# Who keeps Lepidiolamprologus elongatus



## Paleo fish (Feb 21, 2008)

So anyone keep them? What is their care? What is their wild location? I like the way they look with their torpedo body and big teeth.


----------



## samaki (Oct 25, 2002)

Hi kept and reproduce this species for years now. It's an agressive one, male reaching 25 cm long and females 15 cm. They live in couple and are open substrate spawner. be careful with who yu gonna keep them as they defend very strongly their spawning territory, It's a tanganiykan fish, very spectacular when in fry guarding dress.
xris
here's the male
http://i35.photobucket.com/albums/d163/ ... tlepiM.jpg
the pair with fry
http://i35.photobucket.com/albums/d163/ ... iocotM.jpg
the female
http://i35.photobucket.com/albums/d163/ ... longat-fe1.
the female guarding her eggs
http://i35.photobucket.com/albums/d163/ ... ongat0.jpg
The fry when 3 cm long
http://i35.photobucket.com/albums/d163/ ... osumbu.jpg
the male looking at you
http://i35.photobucket.com/albums/d163/ ... iMfce2.jpg

xris


----------



## Paleo fish (Feb 21, 2008)

Great pics :wink: They seem like a cool cichlid species.


----------



## samaki (Oct 25, 2002)

hi They are beautiful fishes but with a awful temperament, they can kill a fish in 3 minutes if the tank where they live is too small, and the pair pass by violent times before spawning with lots of ripped fins and scales damages.
xris


----------



## Paleo fish (Feb 21, 2008)

Wow nasty things? Still cool tho.


----------



## christerb (Oct 1, 2005)

Hi,

I have had four young fish during the last years, but is now down to one lone male (approx. 20 cm/8 inches). I would say that this is excellent fish IF kept as a single with other big cichlids. I have been expecting more aggressive behavior from them against other fish, but they have been quite placid in my care.

Usually, my male doesn't bother other fish unless being attacked himself. If this happen he will swiftly retaliate, but calms down quickly too. I have noticed that he get more aggressive during disturbance, for instance, during water change. On the other hand if I manage to scare him, it takes some time for him to calm down. Other fish can start to eat immediately after a disturbance, but he refuses food for some time after.

Since I have no real experience of breeding (had one breeding that failed before any eggs hatched) I can't say much about their behavior, but I suspect that they would be quite aggressive, something that has already been mentioned here. The female was quite stunning during this time, being very dark which contrasted beautifully with the pearly white spots. Within the species they have proven to be quite aggressive though, my current male managed to kill off another male, and later a female in a very short time. When they go in for a kill they really commit to it, hitting the flanks and try to do as much damage as possible.

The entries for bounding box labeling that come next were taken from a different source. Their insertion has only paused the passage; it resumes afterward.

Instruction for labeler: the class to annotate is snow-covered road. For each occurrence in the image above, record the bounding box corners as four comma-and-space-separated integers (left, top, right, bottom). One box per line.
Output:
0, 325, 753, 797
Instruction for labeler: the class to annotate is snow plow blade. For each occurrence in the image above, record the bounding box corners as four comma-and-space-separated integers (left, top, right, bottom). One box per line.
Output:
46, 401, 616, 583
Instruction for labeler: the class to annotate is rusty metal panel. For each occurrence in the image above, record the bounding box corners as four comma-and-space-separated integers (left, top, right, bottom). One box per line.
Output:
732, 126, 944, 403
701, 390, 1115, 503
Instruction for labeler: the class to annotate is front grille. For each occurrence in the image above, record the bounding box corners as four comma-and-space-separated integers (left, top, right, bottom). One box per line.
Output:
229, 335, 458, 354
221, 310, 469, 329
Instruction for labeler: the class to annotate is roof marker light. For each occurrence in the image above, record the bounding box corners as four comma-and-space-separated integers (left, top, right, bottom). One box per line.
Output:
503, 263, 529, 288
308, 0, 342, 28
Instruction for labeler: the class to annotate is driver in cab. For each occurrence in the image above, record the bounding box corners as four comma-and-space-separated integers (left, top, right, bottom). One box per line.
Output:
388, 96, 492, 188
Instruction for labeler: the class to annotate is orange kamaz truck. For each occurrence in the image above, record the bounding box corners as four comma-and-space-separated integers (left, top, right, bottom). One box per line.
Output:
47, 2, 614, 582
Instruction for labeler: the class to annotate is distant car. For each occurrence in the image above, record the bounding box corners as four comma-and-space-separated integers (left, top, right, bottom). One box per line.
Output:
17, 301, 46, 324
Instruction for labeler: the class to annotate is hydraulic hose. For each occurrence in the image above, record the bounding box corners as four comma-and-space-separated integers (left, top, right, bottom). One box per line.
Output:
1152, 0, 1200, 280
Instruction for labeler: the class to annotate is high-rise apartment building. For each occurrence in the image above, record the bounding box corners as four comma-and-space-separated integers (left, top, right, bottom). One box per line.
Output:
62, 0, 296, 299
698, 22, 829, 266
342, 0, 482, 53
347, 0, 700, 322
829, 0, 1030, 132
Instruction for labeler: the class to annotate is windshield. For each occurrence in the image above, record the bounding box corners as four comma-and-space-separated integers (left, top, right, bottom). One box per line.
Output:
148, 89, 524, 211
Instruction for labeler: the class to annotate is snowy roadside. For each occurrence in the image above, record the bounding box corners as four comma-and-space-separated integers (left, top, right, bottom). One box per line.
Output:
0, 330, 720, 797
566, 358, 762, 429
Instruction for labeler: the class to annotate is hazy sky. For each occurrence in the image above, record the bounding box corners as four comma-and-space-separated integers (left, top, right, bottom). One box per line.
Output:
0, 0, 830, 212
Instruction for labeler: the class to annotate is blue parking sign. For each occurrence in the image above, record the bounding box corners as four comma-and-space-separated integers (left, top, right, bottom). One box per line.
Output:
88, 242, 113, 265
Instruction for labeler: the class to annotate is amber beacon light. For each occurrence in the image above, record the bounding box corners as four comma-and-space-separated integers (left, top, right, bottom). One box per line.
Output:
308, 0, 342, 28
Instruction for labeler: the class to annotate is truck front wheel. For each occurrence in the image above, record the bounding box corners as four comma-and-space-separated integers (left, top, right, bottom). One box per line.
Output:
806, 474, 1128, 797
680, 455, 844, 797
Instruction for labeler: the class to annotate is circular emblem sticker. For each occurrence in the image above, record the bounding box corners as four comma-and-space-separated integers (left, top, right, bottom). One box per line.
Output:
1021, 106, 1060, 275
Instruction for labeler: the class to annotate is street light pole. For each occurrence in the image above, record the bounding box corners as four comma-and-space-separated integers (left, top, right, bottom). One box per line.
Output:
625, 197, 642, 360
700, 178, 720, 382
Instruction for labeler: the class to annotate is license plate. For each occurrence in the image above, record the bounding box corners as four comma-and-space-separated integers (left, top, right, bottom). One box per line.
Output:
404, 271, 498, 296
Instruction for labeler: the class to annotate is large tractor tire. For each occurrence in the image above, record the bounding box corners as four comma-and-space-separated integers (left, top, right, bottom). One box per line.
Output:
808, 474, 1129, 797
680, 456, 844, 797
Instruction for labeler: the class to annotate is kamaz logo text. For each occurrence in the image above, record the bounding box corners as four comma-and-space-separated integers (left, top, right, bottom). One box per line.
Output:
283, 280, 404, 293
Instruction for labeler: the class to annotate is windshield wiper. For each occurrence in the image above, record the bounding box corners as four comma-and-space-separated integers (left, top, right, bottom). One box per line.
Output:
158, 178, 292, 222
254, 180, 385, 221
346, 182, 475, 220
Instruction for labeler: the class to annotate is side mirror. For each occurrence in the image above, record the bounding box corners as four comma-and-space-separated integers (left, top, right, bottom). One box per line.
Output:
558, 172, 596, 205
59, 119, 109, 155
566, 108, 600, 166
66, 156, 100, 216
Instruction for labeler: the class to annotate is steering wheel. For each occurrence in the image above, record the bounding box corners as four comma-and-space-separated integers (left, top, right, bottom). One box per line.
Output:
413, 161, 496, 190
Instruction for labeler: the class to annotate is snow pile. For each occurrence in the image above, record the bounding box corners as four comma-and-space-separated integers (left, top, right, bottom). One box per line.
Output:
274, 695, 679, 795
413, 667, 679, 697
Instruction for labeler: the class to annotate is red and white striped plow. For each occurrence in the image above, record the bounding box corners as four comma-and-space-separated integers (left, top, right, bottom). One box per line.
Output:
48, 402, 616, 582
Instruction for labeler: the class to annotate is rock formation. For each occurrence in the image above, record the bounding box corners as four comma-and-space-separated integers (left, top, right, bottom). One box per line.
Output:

I had them with N. pulcher of different sizes, and I was thinking that the would prey heavily on the youngest ones, but this did not happen. I have seen my biggest male grab half grown specimens 2-3 times, but I have not seen much active hunting even though loads of fry and youngsters of N. pulcher are just in front, or around him. I am sure that being an opportunist he will strike if he gets a chance though.

I also like the shape of this species, and although the colors are not flashy, I think they have an appealing color pattern. It is definitely a favorite for me. Here are photos of my remaining male:


















Regards,

Christer


----------